The multiple R-squared gives the proportion of variation in the target variable points that is explained by the regression coefficients, that is, attitude. We can see that attitude alone explains around 19% of the variation in the points variable.
Finally, let's examine diagnostic plots of the model.
```{r}
par(mfrow =c(2,2))
plot(model, which=c(1,2,5))
```
The model is based on four important assumptions: linearity, constant variance, normality of residuals, and that the model's errors are independent. The plots above can be used to examine the validity of the latter three.
1. The constant variance assumption holds that the size of the model's errors should not depend on the explanatory variable. This assumption can be validated by plotting the residuals (model errors) against fitted values. The assumption is validated if the resulting scatterplot is reasonably evenly distributed. Indeed, we can see from the residuals vs. fitted values plot above that this is the case.
2. The normality assumption holds that the model's errors are normally distributed.

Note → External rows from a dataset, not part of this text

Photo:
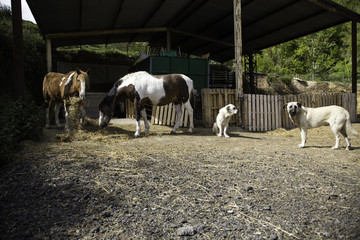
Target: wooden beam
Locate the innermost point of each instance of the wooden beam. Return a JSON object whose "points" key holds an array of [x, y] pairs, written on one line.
{"points": [[238, 48], [18, 50], [203, 37], [354, 56], [336, 8], [105, 32]]}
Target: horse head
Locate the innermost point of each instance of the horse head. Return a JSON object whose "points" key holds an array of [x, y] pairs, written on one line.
{"points": [[82, 83], [107, 104]]}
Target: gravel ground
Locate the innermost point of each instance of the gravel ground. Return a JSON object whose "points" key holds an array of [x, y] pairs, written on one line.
{"points": [[106, 184]]}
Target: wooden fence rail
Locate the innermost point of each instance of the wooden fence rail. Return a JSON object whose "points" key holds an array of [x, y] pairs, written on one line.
{"points": [[258, 113]]}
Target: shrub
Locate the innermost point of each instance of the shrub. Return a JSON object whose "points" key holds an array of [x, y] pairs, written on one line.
{"points": [[19, 120]]}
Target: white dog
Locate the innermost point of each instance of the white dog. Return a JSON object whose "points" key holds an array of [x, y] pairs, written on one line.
{"points": [[223, 118], [337, 117]]}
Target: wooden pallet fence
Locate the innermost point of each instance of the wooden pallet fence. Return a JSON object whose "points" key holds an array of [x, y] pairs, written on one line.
{"points": [[258, 113], [214, 99], [266, 113], [161, 115], [261, 112]]}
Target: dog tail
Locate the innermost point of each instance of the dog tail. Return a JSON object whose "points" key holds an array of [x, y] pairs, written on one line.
{"points": [[350, 127], [215, 129]]}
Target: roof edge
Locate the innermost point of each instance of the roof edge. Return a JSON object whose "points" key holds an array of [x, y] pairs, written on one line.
{"points": [[336, 8]]}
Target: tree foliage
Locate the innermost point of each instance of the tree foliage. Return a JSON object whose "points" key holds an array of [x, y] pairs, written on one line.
{"points": [[325, 55]]}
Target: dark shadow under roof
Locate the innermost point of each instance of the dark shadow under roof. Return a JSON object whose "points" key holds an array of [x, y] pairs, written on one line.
{"points": [[196, 26]]}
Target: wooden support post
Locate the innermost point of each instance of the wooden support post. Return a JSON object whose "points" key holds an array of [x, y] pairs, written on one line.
{"points": [[238, 53], [18, 50], [48, 55], [354, 56], [168, 40]]}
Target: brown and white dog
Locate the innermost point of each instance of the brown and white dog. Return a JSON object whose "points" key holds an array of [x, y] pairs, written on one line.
{"points": [[222, 120], [337, 117]]}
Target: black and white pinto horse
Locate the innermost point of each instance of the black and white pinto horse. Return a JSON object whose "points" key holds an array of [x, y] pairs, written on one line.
{"points": [[143, 88]]}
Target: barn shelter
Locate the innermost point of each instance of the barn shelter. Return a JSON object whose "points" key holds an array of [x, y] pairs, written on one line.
{"points": [[197, 27]]}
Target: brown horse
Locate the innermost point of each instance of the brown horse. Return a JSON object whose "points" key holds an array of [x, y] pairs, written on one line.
{"points": [[58, 88]]}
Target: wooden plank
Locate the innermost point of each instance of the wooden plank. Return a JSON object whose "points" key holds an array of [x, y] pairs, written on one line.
{"points": [[166, 107], [278, 110], [161, 115], [186, 117], [265, 111], [152, 114], [173, 116], [253, 111], [245, 113]]}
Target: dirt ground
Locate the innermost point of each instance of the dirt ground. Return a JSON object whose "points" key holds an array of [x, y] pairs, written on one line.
{"points": [[106, 184]]}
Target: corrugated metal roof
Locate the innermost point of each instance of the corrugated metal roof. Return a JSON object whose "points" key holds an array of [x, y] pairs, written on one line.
{"points": [[197, 26]]}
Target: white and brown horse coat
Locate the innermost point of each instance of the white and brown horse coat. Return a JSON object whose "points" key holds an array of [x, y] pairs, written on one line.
{"points": [[58, 88], [143, 88]]}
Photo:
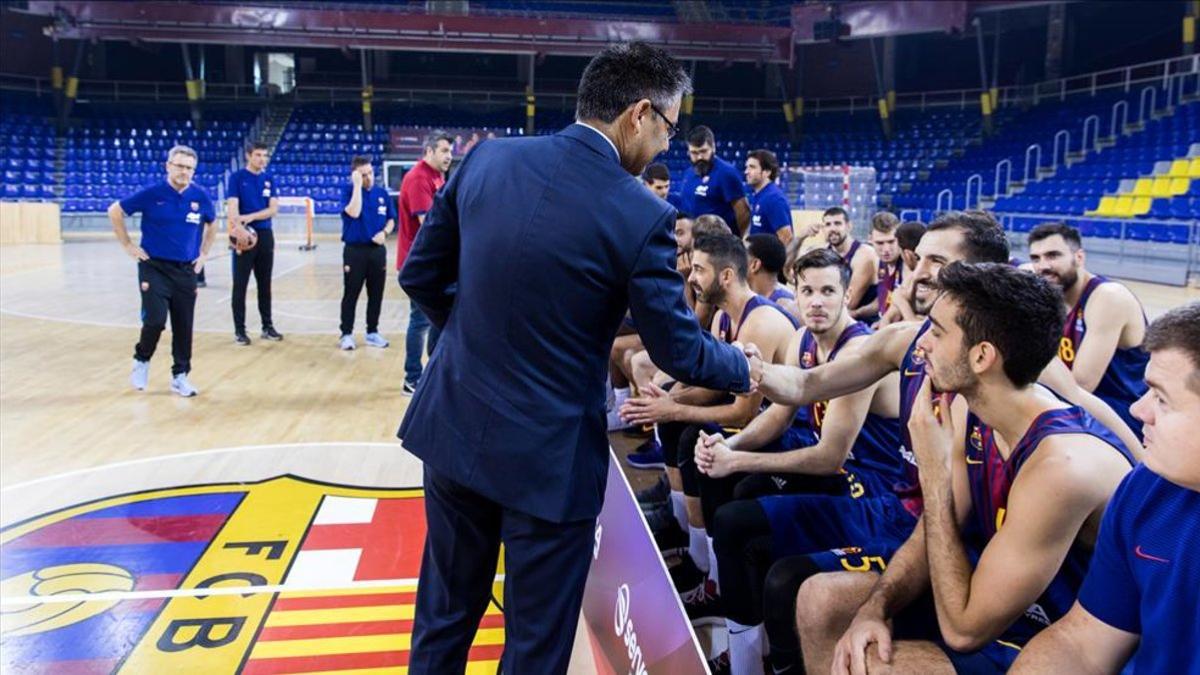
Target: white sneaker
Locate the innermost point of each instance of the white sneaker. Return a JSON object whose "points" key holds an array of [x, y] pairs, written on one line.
{"points": [[180, 386], [139, 375], [376, 340]]}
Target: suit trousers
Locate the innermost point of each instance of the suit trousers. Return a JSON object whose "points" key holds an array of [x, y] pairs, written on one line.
{"points": [[168, 290], [363, 263], [545, 563], [259, 261]]}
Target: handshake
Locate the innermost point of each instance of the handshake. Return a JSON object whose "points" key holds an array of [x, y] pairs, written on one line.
{"points": [[655, 404], [754, 360]]}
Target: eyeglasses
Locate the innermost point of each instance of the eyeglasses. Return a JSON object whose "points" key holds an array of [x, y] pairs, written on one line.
{"points": [[672, 129]]}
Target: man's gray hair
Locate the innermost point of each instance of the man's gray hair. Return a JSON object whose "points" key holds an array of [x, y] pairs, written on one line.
{"points": [[183, 150], [431, 138], [625, 73]]}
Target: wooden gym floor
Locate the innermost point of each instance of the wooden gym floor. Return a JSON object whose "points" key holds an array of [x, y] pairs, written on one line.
{"points": [[72, 431]]}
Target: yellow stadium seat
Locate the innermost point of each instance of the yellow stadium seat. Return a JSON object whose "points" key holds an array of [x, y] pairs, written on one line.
{"points": [[1108, 207], [1162, 186]]}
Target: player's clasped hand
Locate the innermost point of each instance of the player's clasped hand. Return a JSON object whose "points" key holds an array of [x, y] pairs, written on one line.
{"points": [[850, 656], [713, 457], [652, 406]]}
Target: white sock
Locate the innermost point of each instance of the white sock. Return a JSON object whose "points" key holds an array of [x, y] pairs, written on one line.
{"points": [[712, 561], [697, 548], [745, 649], [619, 395], [679, 508]]}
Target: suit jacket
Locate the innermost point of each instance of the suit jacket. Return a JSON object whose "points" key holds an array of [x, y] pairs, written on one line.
{"points": [[527, 261]]}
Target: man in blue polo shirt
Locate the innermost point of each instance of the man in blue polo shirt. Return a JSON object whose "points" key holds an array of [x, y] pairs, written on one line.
{"points": [[177, 232], [1138, 604], [714, 186], [769, 210], [369, 215], [251, 199]]}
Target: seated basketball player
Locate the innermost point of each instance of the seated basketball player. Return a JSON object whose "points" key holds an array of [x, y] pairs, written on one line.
{"points": [[642, 369], [1138, 605], [900, 306], [966, 236], [1014, 484], [891, 270], [955, 236], [1105, 324], [857, 457], [767, 258], [719, 278], [863, 262]]}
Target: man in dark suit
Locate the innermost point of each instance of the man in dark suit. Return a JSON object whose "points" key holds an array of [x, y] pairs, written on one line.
{"points": [[559, 238]]}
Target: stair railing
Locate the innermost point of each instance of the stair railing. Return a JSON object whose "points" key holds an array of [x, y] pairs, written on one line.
{"points": [[1007, 165], [1096, 133], [949, 199], [978, 183], [1123, 106], [1065, 136]]}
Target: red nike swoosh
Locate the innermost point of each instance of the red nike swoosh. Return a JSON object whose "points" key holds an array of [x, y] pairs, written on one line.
{"points": [[1144, 555]]}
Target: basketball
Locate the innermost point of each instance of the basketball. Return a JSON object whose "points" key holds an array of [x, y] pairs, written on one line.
{"points": [[243, 239]]}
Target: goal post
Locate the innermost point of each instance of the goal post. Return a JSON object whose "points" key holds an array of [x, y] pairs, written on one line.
{"points": [[293, 222]]}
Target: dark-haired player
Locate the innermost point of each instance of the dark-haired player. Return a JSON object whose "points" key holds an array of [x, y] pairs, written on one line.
{"points": [[251, 201], [1014, 482], [769, 210], [767, 258], [863, 263], [1105, 323], [1138, 605], [713, 186]]}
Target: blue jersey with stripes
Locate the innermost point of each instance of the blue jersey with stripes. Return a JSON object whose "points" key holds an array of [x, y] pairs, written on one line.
{"points": [[876, 448], [1123, 380], [990, 477]]}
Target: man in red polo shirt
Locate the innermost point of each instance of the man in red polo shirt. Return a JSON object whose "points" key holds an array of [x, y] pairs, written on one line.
{"points": [[415, 199]]}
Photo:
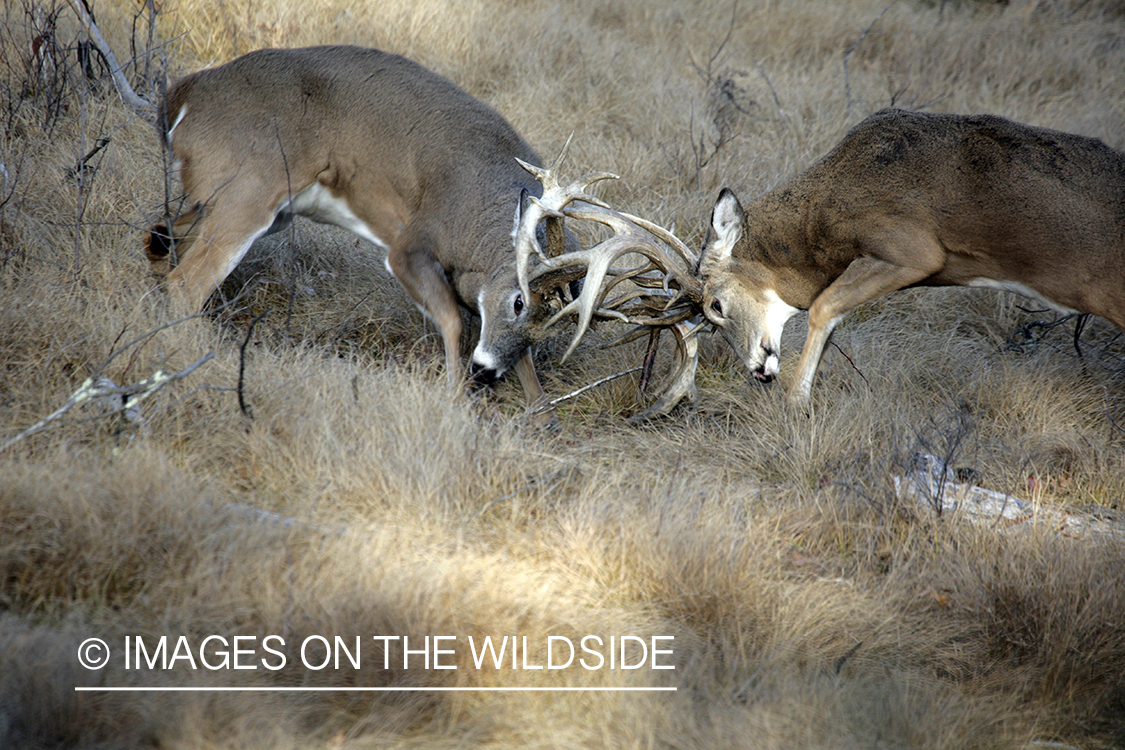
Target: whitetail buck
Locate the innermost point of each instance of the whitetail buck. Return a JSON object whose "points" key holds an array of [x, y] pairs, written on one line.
{"points": [[401, 156], [911, 199], [376, 144]]}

This assumption can be validated by plotting the residuals against values drawn from the normal distribution. If these values fall roughly along the diagonal line in the Normal Q-Q plot, then the model's errors are approximately normally distributed.
3. The residuals vs. leverage plot helps assess whether there are some observations that have a large influence on the estimation of the model's parameters. If there are some observations that have high leverage, then excluding them from the analysis has a large influence on the model. In the plot, if some points fall within areas delimited by the red dashed line (Cook's distance), then they correspond to influential observations. It seems that in this model there are no highly influential residuals.
Together from these plots we can see that the model's assumptions seem to be valid.